Menurut Rossanto, masyarakat cenderung tidak percaya untuk membeli sapi pada daerah-daerah yang terindikasi terkena wabah PMK. Hal tersebut tentu berpengaruh pada supply dan demand sapi di suatu daerah dan mempengaruhi harga pasarnya.
Selanjutnya, Dosen Ilmu Ekonomi Unair juga menjelaskan bahwa harga sapi menjelang Iduladha 1443 Hijriyah, terutama mulai dua minggu sebelumnya diprediksi akan meningkat. Selain karena demand yang akan meningkat, para peternak juga akan tetap berusaha menjual sapi-sapinya yang terdampak wabah PMK karena sampai saat ini belum ada evidence penularan PMK dari hewan kepada manusia selama daging tersebut dimasak dengan benar.

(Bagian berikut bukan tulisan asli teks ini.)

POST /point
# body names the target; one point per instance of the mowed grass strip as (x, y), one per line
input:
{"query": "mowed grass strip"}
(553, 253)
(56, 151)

“Mereka (peternak) akan tetap menjual itu (sapi terdampak wabah PMK) dengan tidak melalui lembaga formal, misalnya RPH (rumah potong hewan). Karena memang sapi-sapi yang masuk ke RPH ini sudah harus ter-standarisasi, harus mendapat stempel kesehatan dari balai karantina hewan dan dinas setempat,” terang Rossanto.
Sementara terkait peluang kembalinya harga sapi ke ke kisaran normal, dimungkinkan jika pemerintah melakukan mitigasi yang optimal. Apalagi, saat ini predikat Indonesia sebagai negara bebas PMK telah dicabut.
“Pemerintah harus bisa menyediakan vaksinasi sebagai upaya mitigasi secara masif untuk mengatasi itu (wabah PMK). Karena kalau tidak maka penyebaran akan semakin meningkat dan tentunya akan merugikan produsen dan juga masyarakat itu sendiri sebagai pembeli,” jelas Rossanto.
Dia juga menyarankan sejumlah solusi bisa dilakukan untuk mengendalikan harga sapi. Salah satunya, dengan melakukan impor. Selain itu, revolusi industri di peternakan juga bisa dilakukan pemerintah agar wabah PMK dapat terkendali dengan baik.
“Impor menjadi salah satu solusi untuk menjaga ketahanan pangan kita karena daging ini juga memberikan kontribusi terhadap inflasi, sehingga bisa melebar ke sektor-sektor yang lain,” pungkasnya. (bil/ipg)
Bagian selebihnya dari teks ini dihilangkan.